WinterStream AIMLH Best Use of Google Gemini @ UTRA Hacks 2026

WinterStream AI
timeline: 2026·team: Yang Yang Zhang, Jacky Li, Pavlos Constas-Malevanets, Lawrence Ding, Hayson Cheung, Eric Xie
tech stack: Next.js, React, TypeScript, FastAPI, Python, Google Gemini, ElevenLabs, YouTube IFrame API, WebSockets

Overview

Watching the Winter Olympics is incredible — if you can see it. For blind and visually impaired users, or even just newcomers trying to understand what's happening on screen, traditional livestreams fall flat. The action is entirely visual, the commentary assumes you're watching, and there's no easy way to just... ask a question.
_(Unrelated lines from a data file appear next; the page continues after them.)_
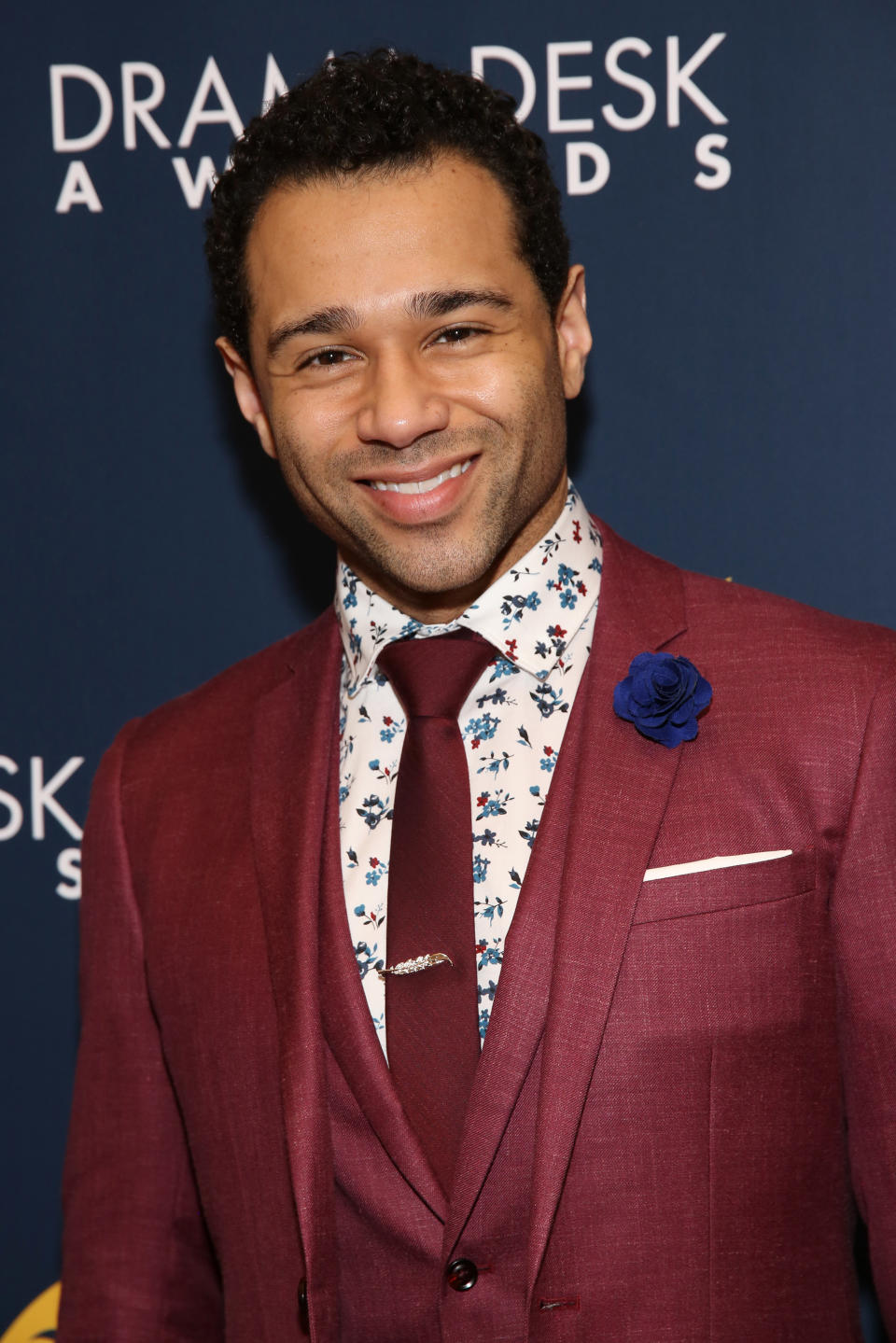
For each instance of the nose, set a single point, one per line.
(400, 403)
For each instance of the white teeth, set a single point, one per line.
(422, 486)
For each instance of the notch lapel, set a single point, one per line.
(620, 795)
(293, 734)
(351, 1033)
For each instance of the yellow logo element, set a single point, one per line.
(38, 1321)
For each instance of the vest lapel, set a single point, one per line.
(620, 795)
(349, 1028)
(520, 1000)
(292, 740)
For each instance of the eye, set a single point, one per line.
(326, 358)
(455, 335)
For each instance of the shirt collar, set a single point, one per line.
(529, 612)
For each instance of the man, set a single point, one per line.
(673, 930)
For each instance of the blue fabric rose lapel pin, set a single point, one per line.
(663, 696)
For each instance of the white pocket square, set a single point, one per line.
(731, 860)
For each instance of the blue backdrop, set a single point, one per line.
(730, 186)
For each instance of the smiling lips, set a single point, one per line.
(424, 486)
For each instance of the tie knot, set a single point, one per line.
(433, 677)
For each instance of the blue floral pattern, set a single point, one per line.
(540, 617)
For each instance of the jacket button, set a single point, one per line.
(461, 1275)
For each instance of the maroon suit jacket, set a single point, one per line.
(687, 1085)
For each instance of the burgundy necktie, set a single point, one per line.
(431, 1015)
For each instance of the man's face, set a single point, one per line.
(409, 378)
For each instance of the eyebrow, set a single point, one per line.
(440, 302)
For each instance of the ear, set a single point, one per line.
(574, 333)
(247, 395)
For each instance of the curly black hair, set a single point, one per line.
(383, 110)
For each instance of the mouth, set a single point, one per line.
(424, 486)
(427, 500)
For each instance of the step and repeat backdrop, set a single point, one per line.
(730, 186)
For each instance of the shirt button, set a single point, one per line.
(461, 1275)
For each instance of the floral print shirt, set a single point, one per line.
(540, 618)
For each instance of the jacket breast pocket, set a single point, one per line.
(727, 888)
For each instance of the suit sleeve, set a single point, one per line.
(137, 1264)
(864, 923)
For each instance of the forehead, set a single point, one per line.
(367, 239)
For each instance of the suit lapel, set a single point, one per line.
(351, 1034)
(520, 1002)
(620, 795)
(293, 734)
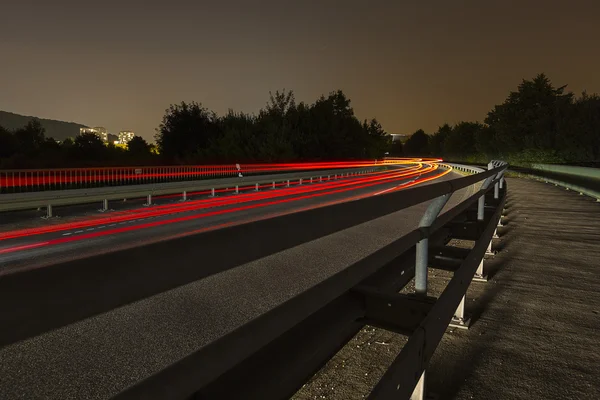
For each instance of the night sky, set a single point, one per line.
(411, 64)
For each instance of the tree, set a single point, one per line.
(417, 144)
(89, 149)
(185, 131)
(460, 142)
(532, 117)
(138, 147)
(438, 141)
(31, 137)
(8, 143)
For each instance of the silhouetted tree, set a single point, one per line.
(31, 137)
(460, 142)
(8, 143)
(417, 144)
(138, 147)
(437, 141)
(530, 118)
(186, 130)
(90, 149)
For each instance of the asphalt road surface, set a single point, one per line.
(100, 356)
(79, 238)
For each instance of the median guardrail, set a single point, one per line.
(301, 334)
(584, 180)
(102, 195)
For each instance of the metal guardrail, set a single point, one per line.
(301, 334)
(102, 195)
(27, 180)
(584, 180)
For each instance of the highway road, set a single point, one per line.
(48, 244)
(103, 355)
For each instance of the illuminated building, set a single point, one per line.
(125, 136)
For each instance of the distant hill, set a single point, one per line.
(59, 130)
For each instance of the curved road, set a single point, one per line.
(100, 356)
WinterStream AI fixes that. It's an accessibility-first, audio-centric Olympics companion that watches the stream with you, narrates what's happening, and answers your questions out loud — in real time.

Inspiration

With the 2026 Winter Olympics approaching, we wanted to rethink how people experience live sports. A lot of viewers don't fully understand the rules or context of what they're watching — and for people with vision impairments, following a live event can be even harder. There's no easy way to ask "wait, what just happened?" and get a real answer.
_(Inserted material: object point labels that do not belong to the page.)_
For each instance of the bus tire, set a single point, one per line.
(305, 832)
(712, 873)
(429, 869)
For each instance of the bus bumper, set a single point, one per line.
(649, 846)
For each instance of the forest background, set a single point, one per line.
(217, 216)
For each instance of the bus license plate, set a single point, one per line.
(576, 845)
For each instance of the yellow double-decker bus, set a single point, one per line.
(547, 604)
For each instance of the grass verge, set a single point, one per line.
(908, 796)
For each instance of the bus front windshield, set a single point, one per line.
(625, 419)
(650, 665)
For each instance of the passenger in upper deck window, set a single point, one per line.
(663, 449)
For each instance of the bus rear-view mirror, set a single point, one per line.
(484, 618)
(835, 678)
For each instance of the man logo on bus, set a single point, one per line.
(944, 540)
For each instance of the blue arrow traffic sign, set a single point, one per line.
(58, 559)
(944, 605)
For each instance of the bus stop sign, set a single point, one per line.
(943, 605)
So we built the thing that answers that question.

But honestly? We almost didn't build it at all.

Most of our weekend was spent on the robotics challenge. We had a strong start — robot fully built, obstacle course and target-shooting tasks both in range. We were testing late into the night when our final wheel axle snapped. By around 2 AM, after going through roughly 67 axles, the competition had completely run out of replacements. They'd been breaking for everyone. No parts left, no way to finish.

That was a brutal moment. But it was also a real one — hardware fails, constraints appear out of nowhere, and sometimes a single overlooked weakness brings an entire system down. So we pivoted. We'd been developing WinterStream AI in parallel for the MLH tracks, and when the hardware path closed, we went all-in on software.

We refined the product, focused on impact and usability, and delivered something we genuinely believed could be useful. Turns out that was the right call.

How It Works

WinterStream AI embeds any YouTube video or livestream and automatically fetches its transcript for context. Users can ask questions about what's happening — by typing or speaking — and get answers back as natural spoken audio via ElevenLabs text-to-speech. Ask "What just happened?" or "Why was that a penalty?" and get a clear, contextual answer immediately.

On the backend, FastAPI mediates between the frontend and the AI layer, with WebSockets handling real-time messaging so the back-and-forth feels fluid and conversational. Google Gemini powers the question-answering, taking both the video transcript and user query as context to generate accurate, descriptive responses — carefully worded to avoid visual language like "look at this" or "you can see here."

The UI is built screen-reader friendly from the ground up, with minimal reliance on visual cues. The whole experience is designed to work just as well with your eyes closed.

Results

Won MLH Best Use of Google Gemini at UTRA Hacks 2026.

Failure isn't the opposite of success. It's often part of the process that leads you there. We broke 67 axles, ran out of parts at 2 AM, and still walked away with a win — just not the one we originally planned for. Really proud of how the team responded when things went sideways.